Closed ghost closed 3 years ago

ghost commented 3 years ago
from transitions.extensions import LockedGraphMachine as Machine

class Task(Machine):
    def __init__(self):
        transitions = [
            {
                "trigger": "next",
                "source": "Stage 1",
                "dest": "Stage 2",
                "conditions": ["can_go_forwards"],
            },
            {
                "trigger": "next",
                "source": "Stage 2",
                "dest": "Stage 3",
                "conditions": [self.can_go_forwards],
            },
            {
                "trigger": "next",
                "source": "Stage 3",
                "dest": "Stage 2",
                "conditions": [self.can_go_backwards],
            },
            {
                "trigger": "next",
                "source": "Stage 2",
                "dest": "Stage 1",
                "conditions": [self.can_go_backwards],
            },
        ]

        Machine.__init__(
            self,
            show_conditions=True,
            show_state_attributes=True,
            states=["Stage 1", "Stage 2", "Stage 3"],
            initial="Stage 1",
            transitions=transitions,
        )

    def can_go_backwards(self):
        return False

    def can_go_forwards(self):
        return True

if __name__ == "__main__":

    m = Task()
    m.next()
    m.next()
    m.next()
    m.next()
    m.next()
    m.next()

    print(m.state)

    m.get_graph().draw("diagram.png", prog="dot", args="-Gdpi=300")

The machine behaves as expected, but the diagram does not show all the conditions.

diagram

aleneum commented 3 years ago

Hello @StephenCarboni,

this feature is included but not (yet) accessible. After you initialize your Task, do this:

# m = Task()
m.skip_references = False  # next time markup is updated, include reference labels
m.add_transition(trigger='reset', source="*", dest="Stage 1")  # force a markup update

The output looks like this:

diagram

As you see, printing the reference function name clutters the output significantly. Imo, just printing the function's name removes too much vital information (that it is a reference and not a callback present in the model). Do you have any suggestions for a good compromise between readability and "informativeness"?

ghost commented 3 years ago

If the callable is passed directly and it exists in the model, then it is practically the same as if I had provided a string. So if we assert that the callable is in the model, then just printing the name should be okay?

If the callable is outside the model, then printing its qualified name (other_module.task.can_go_backwards) should be enough, but I'm not sure.

Idea: a formatting hook so that users can decide the final string.

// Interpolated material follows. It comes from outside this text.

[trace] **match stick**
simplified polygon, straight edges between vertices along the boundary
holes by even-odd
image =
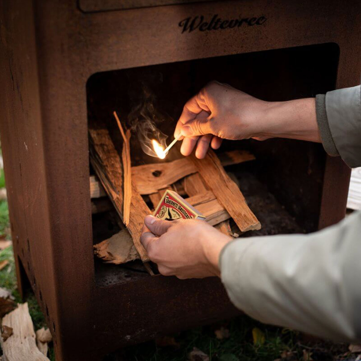
[[[172,142],[169,145],[168,145],[168,147],[167,147],[167,148],[164,149],[165,154],[166,154],[169,151],[169,149],[177,142],[178,140],[179,140],[179,138],[180,138],[182,134],[180,133],[178,136],[176,138],[174,138],[173,142]]]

aleneum commented 3 years ago

I refactored MarkupMachine a bit and introduced MarkupMachine.format_references with a default formatting. This works quite well but has to be overridden for classes derived from LockedMachine. The reason why they are so cluttered in your example is the fact that the partial is wrapped into _locked_method. This is taken care of in factory and should now return the proper callback. The example below will be added to the ReadMe:

from transitions.extensions import GraphMachine as Machine
from functools import partial

class Model:

    def clear_state(self, deep=False, force=False):
        print("Clearing state ...")
        return True

model = Model()
machine = Machine(model=model, states=['A', 'B', 'C'],
                  transitions=[
                      {'trigger': 'clear', 'source': 'B', 'dest': 'A', 'conditions': model.clear_state},
                      {'trigger': 'clear', 'source': 'C', 'dest': 'A',
                       'conditions': partial(model.clear_state, False, force=True)},
                  ],
                  initial='A', show_conditions=True)

model.get_graph().draw('my_state_diagram.png', prog='dot')

resulting in:

my_state_diagram

Your example above looks like this:

diagram

MarkupMachine.format_references or (Locked)GraphMachine.format_references can be overridden if this is not sufficient.